Monday, Dec. 14, 1981
Hardening the Papal Lineup
John Paul picks a German Cardinal as his doctrinal watchdog
Unlike Premiers or Presidents, new Popes put their top aides in place only gradually, as jobs open up. John Paul II's first major appointment, two years ago, was Papal Loyalist Agostino Cardinal Casaroli as Secretary of State. Other changes slowly followed, including the selection last September of U.S. Archbishop Paul Marcinkus as chief administrator of Vatican City. Now, at the start of John Paul's fourth year, his lineup is virtually complete. The Pope has just named West Germany's Joseph Cardinal Ratzinger, 54, to be his doctrinal watchdog as Prefect of the Congregation for the Doctrine of the Faith (formerly the Holy Office). Ratzinger is the only internationally respected theologian in modern times to fill the post, and the Pope's second most important appointee is also perfectly attuned to John Paul's conservative views.
Ratzinger did not always see things that way. During the Second Vatican Council he was the most eloquent member of a troika of progessive German theological experts (with Karl Rahner and Hans Kueng). In that era the reform-minded priest called the office he will now head "detrimental to the faith." By the 1970s, however, he gradually came to question the church's leftward drift. He warned against accepting "tenets merely because they happen to be fashionable at the moment." In 1975 he called the previous decade "a period of ecclesiastical decadence in which the people who had started it later on became incapable of stopping the avalanche." After Ratzinger was appointed Archbishop of Munich in 1977, he barred Liberation Theologian Johann Baptist Metz from a professorship and engineered the Vatican crackdown on his former colleague Kueng. Ratzinger's shift prompted charges of opportunism; students broke up one of his campus appearances last year with booing and jeering chants.

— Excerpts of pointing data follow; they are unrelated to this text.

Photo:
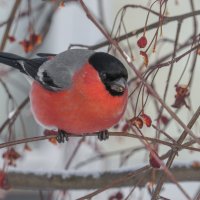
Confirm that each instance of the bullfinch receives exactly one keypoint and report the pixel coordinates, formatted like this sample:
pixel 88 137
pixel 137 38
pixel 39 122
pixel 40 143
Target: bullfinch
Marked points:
pixel 78 91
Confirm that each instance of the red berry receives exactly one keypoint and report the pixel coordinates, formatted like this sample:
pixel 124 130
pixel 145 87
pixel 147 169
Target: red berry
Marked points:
pixel 146 119
pixel 153 161
pixel 137 121
pixel 119 196
pixel 142 42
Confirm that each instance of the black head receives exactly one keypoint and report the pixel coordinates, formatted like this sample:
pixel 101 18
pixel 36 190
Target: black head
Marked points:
pixel 111 71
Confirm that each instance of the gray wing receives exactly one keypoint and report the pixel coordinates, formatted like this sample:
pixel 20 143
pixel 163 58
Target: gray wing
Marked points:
pixel 56 74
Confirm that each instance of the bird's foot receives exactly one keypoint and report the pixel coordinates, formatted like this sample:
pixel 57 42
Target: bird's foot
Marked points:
pixel 103 135
pixel 62 136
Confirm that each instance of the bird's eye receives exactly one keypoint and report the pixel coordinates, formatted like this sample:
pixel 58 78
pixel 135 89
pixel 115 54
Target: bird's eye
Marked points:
pixel 103 75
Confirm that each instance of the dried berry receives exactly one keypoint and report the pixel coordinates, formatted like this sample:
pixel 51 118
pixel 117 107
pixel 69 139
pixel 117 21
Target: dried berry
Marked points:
pixel 153 161
pixel 142 42
pixel 146 119
pixel 136 121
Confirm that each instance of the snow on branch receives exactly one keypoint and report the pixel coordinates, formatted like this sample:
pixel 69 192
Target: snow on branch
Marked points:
pixel 67 180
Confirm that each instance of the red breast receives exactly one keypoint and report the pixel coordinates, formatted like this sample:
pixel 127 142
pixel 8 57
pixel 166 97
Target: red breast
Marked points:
pixel 86 107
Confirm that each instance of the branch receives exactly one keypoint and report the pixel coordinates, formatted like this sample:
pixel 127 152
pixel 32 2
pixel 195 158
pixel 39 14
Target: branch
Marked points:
pixel 10 21
pixel 41 180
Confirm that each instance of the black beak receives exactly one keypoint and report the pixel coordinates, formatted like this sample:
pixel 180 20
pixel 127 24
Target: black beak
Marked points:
pixel 118 85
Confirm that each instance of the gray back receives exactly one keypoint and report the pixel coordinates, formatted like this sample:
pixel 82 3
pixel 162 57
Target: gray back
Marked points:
pixel 60 70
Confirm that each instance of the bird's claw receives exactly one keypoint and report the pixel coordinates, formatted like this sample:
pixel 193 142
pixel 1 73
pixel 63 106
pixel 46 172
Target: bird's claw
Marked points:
pixel 103 135
pixel 62 136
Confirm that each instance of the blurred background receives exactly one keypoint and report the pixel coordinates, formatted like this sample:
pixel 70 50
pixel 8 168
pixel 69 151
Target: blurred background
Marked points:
pixel 69 25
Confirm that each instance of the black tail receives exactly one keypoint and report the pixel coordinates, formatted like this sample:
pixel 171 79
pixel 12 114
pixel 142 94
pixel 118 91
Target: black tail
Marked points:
pixel 12 60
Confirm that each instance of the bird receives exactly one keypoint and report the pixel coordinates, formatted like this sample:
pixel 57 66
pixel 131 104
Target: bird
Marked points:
pixel 78 91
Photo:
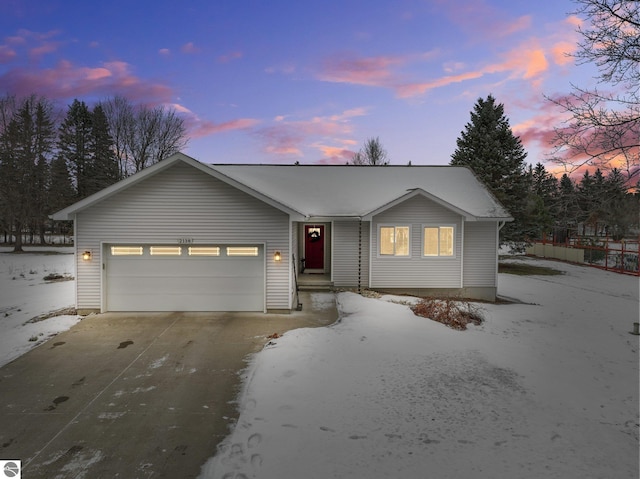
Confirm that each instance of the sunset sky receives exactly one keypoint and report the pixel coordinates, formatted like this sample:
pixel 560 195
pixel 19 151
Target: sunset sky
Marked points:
pixel 282 81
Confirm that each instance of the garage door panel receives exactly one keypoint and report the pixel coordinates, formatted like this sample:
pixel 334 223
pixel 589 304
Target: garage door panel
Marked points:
pixel 185 283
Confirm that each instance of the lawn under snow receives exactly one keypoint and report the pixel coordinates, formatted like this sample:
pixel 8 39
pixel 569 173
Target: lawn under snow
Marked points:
pixel 545 387
pixel 25 295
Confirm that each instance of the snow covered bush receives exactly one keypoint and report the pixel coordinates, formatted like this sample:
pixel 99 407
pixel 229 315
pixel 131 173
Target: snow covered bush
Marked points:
pixel 454 313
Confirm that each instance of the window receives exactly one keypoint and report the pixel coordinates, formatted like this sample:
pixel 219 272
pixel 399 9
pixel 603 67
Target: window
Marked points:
pixel 242 251
pixel 166 251
pixel 126 250
pixel 394 240
pixel 204 251
pixel 438 241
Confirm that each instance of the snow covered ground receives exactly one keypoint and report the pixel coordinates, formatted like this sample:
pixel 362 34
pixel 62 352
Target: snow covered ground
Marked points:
pixel 25 295
pixel 545 387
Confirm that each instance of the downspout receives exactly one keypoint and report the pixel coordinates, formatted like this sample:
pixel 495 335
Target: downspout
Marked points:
pixel 359 255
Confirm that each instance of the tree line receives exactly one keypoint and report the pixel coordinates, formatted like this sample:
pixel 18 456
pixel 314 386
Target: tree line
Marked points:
pixel 596 204
pixel 49 160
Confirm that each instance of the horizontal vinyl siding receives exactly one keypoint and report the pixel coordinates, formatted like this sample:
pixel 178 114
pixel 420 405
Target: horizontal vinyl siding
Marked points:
pixel 480 254
pixel 345 254
pixel 294 266
pixel 416 271
pixel 183 202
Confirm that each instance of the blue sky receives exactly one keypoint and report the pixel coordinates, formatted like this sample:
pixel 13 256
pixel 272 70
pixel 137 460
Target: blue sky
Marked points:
pixel 284 81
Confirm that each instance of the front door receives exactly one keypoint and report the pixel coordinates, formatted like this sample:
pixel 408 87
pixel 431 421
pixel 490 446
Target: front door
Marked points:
pixel 314 246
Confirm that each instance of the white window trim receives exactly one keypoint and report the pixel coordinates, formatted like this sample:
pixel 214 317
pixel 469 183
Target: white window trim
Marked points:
pixel 439 225
pixel 393 256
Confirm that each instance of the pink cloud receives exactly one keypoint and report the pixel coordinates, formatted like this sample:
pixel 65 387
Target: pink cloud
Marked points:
pixel 480 19
pixel 289 138
pixel 41 50
pixel 371 71
pixel 189 48
pixel 334 154
pixel 199 128
pixel 66 80
pixel 6 54
pixel 230 56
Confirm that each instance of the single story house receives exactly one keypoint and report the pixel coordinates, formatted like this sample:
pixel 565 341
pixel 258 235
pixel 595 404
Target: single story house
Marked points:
pixel 182 235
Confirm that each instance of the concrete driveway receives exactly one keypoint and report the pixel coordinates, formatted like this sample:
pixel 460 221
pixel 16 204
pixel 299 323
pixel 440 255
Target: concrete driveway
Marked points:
pixel 135 395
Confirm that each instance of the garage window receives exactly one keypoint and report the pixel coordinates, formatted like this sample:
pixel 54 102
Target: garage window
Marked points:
pixel 204 251
pixel 242 251
pixel 126 250
pixel 166 251
pixel 394 240
pixel 438 241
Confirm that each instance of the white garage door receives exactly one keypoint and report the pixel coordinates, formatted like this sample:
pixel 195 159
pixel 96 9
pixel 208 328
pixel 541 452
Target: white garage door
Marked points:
pixel 185 278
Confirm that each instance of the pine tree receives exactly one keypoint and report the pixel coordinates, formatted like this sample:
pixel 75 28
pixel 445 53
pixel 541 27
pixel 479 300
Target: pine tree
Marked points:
pixel 497 157
pixel 567 209
pixel 74 145
pixel 103 166
pixel 26 146
pixel 541 199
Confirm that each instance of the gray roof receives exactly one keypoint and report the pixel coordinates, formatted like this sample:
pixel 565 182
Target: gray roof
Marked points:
pixel 360 191
pixel 329 191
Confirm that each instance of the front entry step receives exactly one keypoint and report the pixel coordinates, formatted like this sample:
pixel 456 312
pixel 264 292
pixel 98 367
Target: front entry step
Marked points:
pixel 314 282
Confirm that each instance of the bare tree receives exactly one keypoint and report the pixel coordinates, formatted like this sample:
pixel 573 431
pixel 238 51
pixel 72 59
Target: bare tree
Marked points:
pixel 604 129
pixel 372 153
pixel 143 135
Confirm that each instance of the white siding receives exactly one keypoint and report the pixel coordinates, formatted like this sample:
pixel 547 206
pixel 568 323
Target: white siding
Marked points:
pixel 295 270
pixel 345 254
pixel 182 202
pixel 416 271
pixel 480 254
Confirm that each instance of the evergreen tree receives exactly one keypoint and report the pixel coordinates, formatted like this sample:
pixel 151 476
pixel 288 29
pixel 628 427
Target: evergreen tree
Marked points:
pixel 74 145
pixel 26 147
pixel 61 191
pixel 103 165
pixel 542 197
pixel 566 209
pixel 497 157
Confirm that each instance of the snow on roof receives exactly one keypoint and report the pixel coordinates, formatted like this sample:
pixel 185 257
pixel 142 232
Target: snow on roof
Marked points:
pixel 356 191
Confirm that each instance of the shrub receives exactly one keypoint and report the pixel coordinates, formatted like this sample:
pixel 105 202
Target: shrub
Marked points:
pixel 453 313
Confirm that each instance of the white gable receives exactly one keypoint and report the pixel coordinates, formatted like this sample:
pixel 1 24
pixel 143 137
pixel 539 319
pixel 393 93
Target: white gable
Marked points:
pixel 359 191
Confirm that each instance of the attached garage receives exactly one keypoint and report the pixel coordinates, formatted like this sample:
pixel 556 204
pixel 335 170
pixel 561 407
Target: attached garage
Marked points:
pixel 158 277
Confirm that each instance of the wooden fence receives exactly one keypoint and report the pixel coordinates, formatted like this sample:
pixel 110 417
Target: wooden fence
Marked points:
pixel 618 256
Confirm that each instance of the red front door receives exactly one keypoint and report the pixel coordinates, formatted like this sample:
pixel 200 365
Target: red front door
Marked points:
pixel 314 246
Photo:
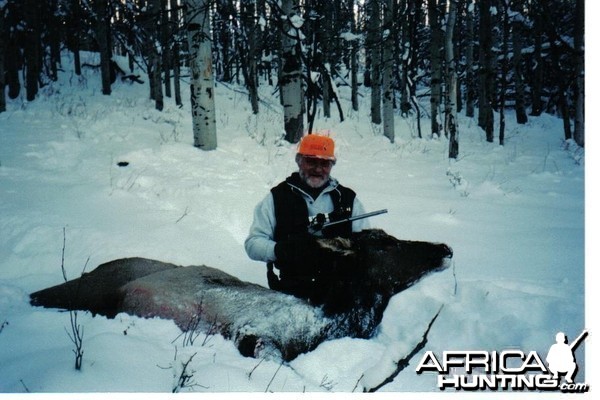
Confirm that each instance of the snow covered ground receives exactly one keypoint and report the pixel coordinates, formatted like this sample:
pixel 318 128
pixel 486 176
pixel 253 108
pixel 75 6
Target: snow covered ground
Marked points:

No one has ever questioned his intelligence, though. As a Wunderkind theology professor, he raced through appointments at five German universities and at 42 became deputy president of Regensburg. He is abstemious, hardworking, and as archbishop has earned a reputation for aloofness from his people but persuasiveness in his oratory. In 1980 the Pope assigned him to prepare the major reports for the International Synod of Bishops.
The Pope's desire to end the church's period of doctrinal uncertainty means that the new prefect can expect some renewed booing and a lot more conflict. One sure focus for trouble is Dominican Father Edward Schillebeeckx, a Dutch scholar who has frequently questioned Vatican views. In a new book, Ministry, published last April in English (Crossroad; $12.95), Schillebeeckx focused his critical attention on the clergy. Pointing to the church's manpower shortage, he argues that the "right" of Catholics to have priests means that some rules must be reexamined, notably those which ban women, non-celibates and even lay people from performing priestly duties.
The Vatican is not receptive to such proposals, and last spring the doctrinal office quietly questioned Dominican headquarters in Rome about the book. The order is planning a formal "discussion" of Schillebeeckx's proposals. The bureaucratic maneuvering will go on for some time, but Ratzinger is likely to press hard for Schillebeeckx to be either less contentious or just plain quiet.
The Pontiff clearly wants that sort of decisive action. Religious orders like the Dominicans have long been free of control by bishops and tend to be loosely disciplined, but John Paul is now signaling that if they do not police their own ranks, he intends to do it. In October he suspended the normal rules and installed two men of his own choosing as interim leaders of the Jesuits, an order which has been troubled by social and theological liberalism in recent years. Last week the new leaders ordered the 83 regional Jesuit executives to Rome next February. The purpose, says one Jesuit, is to get them "to think with the Pope." John Paul, adds one unhappy Vatican observer, "really wants to see a kind of highly organized church with the Pope at the top, bishops underneath and clergy underneath them--all tidy-like." With Joseph Ratzinger, the Pontiff now has just the team to tend to the tidying up.